The ICAN discussion aid also has a simple patient checklist that aims to assess workload, capacity and impact. It asks patients to list the things that their doctors or clinic have asked them to do to care for their health, and whether they find these a ‘help’, a ‘burden’, or both. It also asks about areas of life that are a source of satisfaction, a burden, or both. These include family and friends, work, free time/fun/relaxation, faith or personal meaning, place of residence, getting out and transportation, being active, rest and comfort, emotions, senses and memory, and eating well. Both components of the ICAN discussion aid can be downloaded free of charge at minimallydisruptivemedicine.org


Figure 2. ICAN patient card discussion aid

© 2017 Mayo Clinic Foundation for Research and Education. Used with Permission.
 

Implications for Australian general practice 

MDM has immediate relevance to care planning and coordination with patients who have complex and chronic multimorbidities in Australian general practice. The ICAN discussion aid is available online and can be used freely with patients at any time. The principles of MDM align perfectly with those of holistic and patient-centred care, which are underpinning principles for good-quality general practice. However, it should be ensured that GPs and their patients are not penalised for making deliberate, well-informed and compassionate care plans that take into account treatment burden and the capacity of patients and carers to bear that load. Documenting the personal, social and financial burden of treatment could potentially drive more equitable healthcare and reduce unnecessary testing and treatment in vulnerable patients. However, policies need to enable this approach, and further debate on this topic would be welcome. As Australia implements the Health Care Homes policy, care must be taken not to increase the number of overwhelmed patients with complex comorbidity. If payment incentives are tied to a checklist of health-related activities that patients must complete, there is a risk making things worse, not better, for everyone. In the UK, suggestion has been made that consideration of the burden of treatment should be a quality indicator and, at a minimum, patients should be asked, ‘Can you really do what I’m asking you to do?’19 The UK’s National Institute for Health and Care Excellence (NICE) guideline for multimorbidity explicitly recommends the establishment of disease and treatment burden alongside patient goals, values and priorities.20 Australia urgently needs a similar guideline.

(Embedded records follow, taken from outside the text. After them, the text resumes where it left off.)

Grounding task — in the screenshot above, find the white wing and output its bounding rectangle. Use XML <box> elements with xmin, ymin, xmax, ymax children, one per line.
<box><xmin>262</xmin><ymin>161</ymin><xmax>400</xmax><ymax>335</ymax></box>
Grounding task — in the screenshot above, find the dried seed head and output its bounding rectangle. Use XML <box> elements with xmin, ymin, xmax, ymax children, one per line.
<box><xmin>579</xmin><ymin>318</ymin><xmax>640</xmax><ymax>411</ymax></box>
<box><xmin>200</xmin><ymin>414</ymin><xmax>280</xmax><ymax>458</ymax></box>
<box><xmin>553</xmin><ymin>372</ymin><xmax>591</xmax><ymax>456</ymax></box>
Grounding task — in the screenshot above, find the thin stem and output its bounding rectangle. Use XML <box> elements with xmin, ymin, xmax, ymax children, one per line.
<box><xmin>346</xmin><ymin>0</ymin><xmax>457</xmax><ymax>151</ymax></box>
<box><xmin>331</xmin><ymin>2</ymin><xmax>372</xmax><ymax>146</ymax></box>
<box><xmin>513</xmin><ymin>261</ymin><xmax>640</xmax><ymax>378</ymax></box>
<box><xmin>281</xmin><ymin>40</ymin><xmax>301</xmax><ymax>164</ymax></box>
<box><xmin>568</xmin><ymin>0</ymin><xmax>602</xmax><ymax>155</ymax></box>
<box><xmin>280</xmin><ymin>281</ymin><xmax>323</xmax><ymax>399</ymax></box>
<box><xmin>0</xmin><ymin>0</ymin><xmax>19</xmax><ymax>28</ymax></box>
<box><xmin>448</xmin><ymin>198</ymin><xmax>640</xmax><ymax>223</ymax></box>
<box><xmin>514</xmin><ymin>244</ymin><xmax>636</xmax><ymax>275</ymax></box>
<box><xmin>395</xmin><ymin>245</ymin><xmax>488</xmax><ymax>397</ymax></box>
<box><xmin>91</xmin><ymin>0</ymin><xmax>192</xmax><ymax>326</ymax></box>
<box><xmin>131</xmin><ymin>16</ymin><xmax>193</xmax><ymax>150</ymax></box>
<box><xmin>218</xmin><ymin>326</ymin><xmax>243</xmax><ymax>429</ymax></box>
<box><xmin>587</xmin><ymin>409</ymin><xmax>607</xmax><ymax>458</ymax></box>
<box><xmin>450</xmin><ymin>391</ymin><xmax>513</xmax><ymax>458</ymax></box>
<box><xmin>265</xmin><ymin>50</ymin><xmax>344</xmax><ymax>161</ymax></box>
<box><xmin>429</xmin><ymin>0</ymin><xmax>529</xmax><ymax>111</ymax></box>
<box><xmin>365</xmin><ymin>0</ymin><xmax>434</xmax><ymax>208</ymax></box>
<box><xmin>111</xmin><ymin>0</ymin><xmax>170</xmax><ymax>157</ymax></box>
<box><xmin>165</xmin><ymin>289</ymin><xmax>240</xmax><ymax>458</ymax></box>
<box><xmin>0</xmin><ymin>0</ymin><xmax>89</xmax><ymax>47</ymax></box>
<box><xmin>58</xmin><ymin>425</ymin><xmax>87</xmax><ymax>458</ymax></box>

Little is known about how the Health Care Homes policy will evolve in Australia despite a tranche of practices already enrolling patients for the first trial, which will end in December 2019. Much of the focus appears to be on care plans and coordination, with no mention of treatment burden or patient capacity. Given the international body of work outlined in this paper, this is deeply concerning.

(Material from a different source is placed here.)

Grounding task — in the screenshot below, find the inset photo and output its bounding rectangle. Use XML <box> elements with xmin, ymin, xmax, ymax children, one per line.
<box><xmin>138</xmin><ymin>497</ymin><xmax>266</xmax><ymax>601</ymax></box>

The Health Care Homes policy should include and recommend the principles of MDM for complex multimorbid patients. The management of multimorbidity in Australian general practice would then include reducing the treatment workload for patients with complex comorbidity. It would prioritise and simplify treatment regimens rather than requiring patients and carers to ‘do it all’. De-prescribing of burdensome and unnecessary medications, simplifying paperwork and bureaucracy, reducing the number of doses of medication and clinic visits, and considering the hidden costs of healthcare such as transportation and time off work for family members and carers, are all possibilities if the policy supports and endorses this approach. MDM in Australian general practice would also consider patients’ capacity to cope with the workload of complex multimorbidity. The holistic philosophy of general practice is ideally suited to discussing social support and quality of life. However, current health practice is constrained through lack of funding for community-based social work, adequate community-based health literacy programs, and limited support for patients from culturally diverse backgrounds. Coordination and care plans are good and necessary, but they should also allow kindness, empathy and be feasible for the most vulnerable.

Competing interests: None.
Provenance and peer review: Commissioned, externally peer reviewed.